ノリの悪い日記

古今東西の映画、ポピュラー音楽、その他をいまここに交錯させながら随想します。

曉月夜

『たけくらべ』のヒロインは「美登利」という名だが、「みどり」とは本来、色を指す語でなく、草木の新芽や若葉から連想されるような新鮮でつややかな感じを表した語であるといわれている。実際、乳幼児を「みどりこ」といったり、「緑の黒髪」といったりするのは、その本来の意味で使っているのだと思う。藤村の『千曲川旅情の歌』に出てくる「緑」はどういう使われ方なのだろうか。

小諸なる古城のほとり
雲白く遊子悲しむ
綠なす蘩蔞は萠えず
若草も藉くによしなし
しろがねの衾の岡邊
日に溶けて淡雪流る

あたゝかき光はあれど
野に滿つる香も知らず
淺くのみ春は霞みて
麥の色はづかに靑し
旅人の群はいくつか
畠中の道を急ぎぬ

暮れ行けば淺間も見えず
歌哀し佐久の草笛
千曲川いざよふ波の
岸近き宿にのぼりつ
濁り酒濁れる飮みて
草枕しばし慰む

色の名称としての「みどり」「あを」の色相は現在のものとは違っており、両者はかなり重なっていると思う。実際、信号機の「青」は緑色である。すでにあげた幸田露伴の『五重塔』の例文では、「少しは淋しさうに坐り居る三十前後の女、男のやうに立派な眉を何日掃ひしか剃つたる痕の靑〻と、見る眼も覺むべき雨後の山の色をとゞめて翠(みどり)の匀ひ一トしほ床しく」とあり、色相としての「あを」と「みどり」は区別されていないように見える。また、この露伴の文章では「みどり」に「翠」が当てられているが、明治期には松葉の色のような「みどり」には「翠」の字を当てることが多い。

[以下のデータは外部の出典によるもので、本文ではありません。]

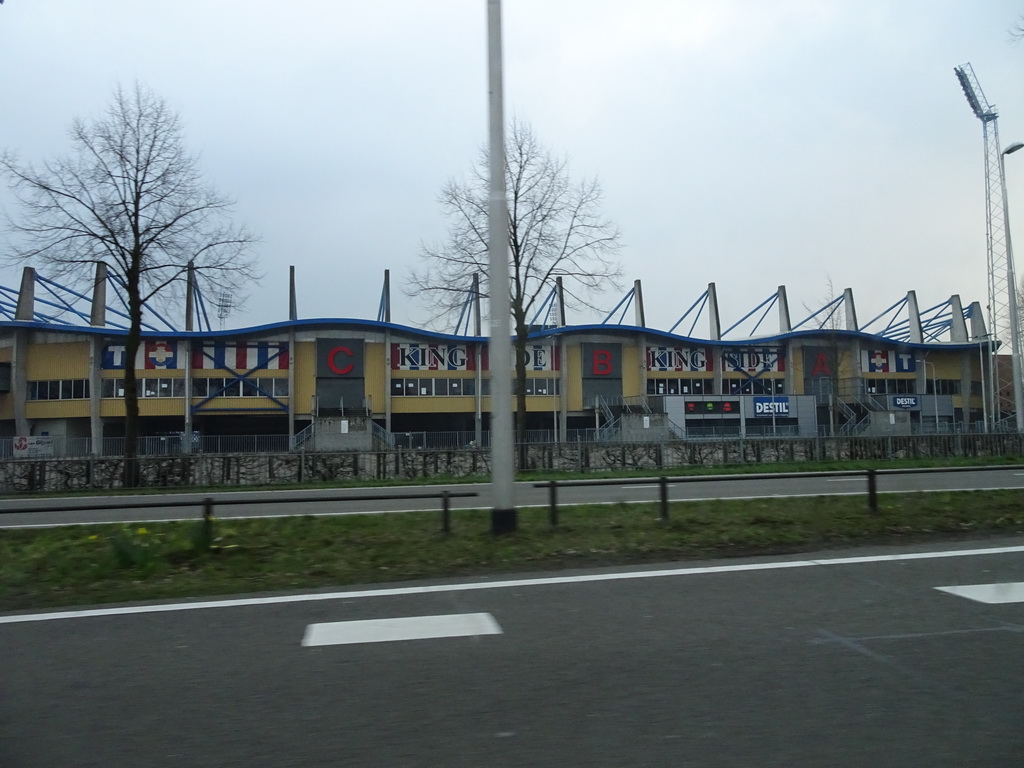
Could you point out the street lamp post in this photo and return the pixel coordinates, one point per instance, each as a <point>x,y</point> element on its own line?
<point>1015,350</point>
<point>503,514</point>
<point>984,384</point>
<point>935,391</point>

『曉月夜』は一葉が書くことで一貫して追求した「恋愛の悲劇」を描いた初期の作品である。正直、ああまたかと倦厭(うんざり)しながらも一葉の作品を読むことがやめられないのは、凡庸とも思えるひとつのテーマをただ「よりよく書く」ことだけ追い求めて、彼女以前には存在していなかったはずの日本の近代小説の作家として自らを開花させていったことが、その作品を読むことを通じてまぎれもない事実として確認できるからである。一葉の作品を読むことは、生きることと書くことが同義語であった作家への最低限の敬意ではなく、喜びである。

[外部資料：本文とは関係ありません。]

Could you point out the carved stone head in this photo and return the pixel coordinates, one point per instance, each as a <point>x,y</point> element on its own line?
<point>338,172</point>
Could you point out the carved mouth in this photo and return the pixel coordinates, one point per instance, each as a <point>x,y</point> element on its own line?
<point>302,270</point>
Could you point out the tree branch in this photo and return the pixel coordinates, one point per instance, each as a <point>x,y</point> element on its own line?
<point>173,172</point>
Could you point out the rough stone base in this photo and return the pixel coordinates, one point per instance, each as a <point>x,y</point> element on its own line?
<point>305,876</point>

『曉月夜』に戻ると、ここにあげた出だしの部分と続く部分を読むとおもわず噴きだしてしまう。「美辞麗句」と云うが、現在、「美辞麗句」を書ける人などそもそも見当たらないので、そこにある『竹取物語』の明治版のような物語の語り方がとてもキッチュな感じを受けて新鮮なのである。一葉の作品というと悲劇性ばかりが強調されるが、西鶴の「好色五人女」が心中を描いていてもどこか可笑しいのと少し似ていて、一葉の文章にはしばしば笑いを禁じることができない突拍子もないところがあり、そこはとても魅力的である。尚、ここに出てくる西行の歌とは、「風になびく富士の煙の空に消えてゆくへもしらぬわが思ひかな」である。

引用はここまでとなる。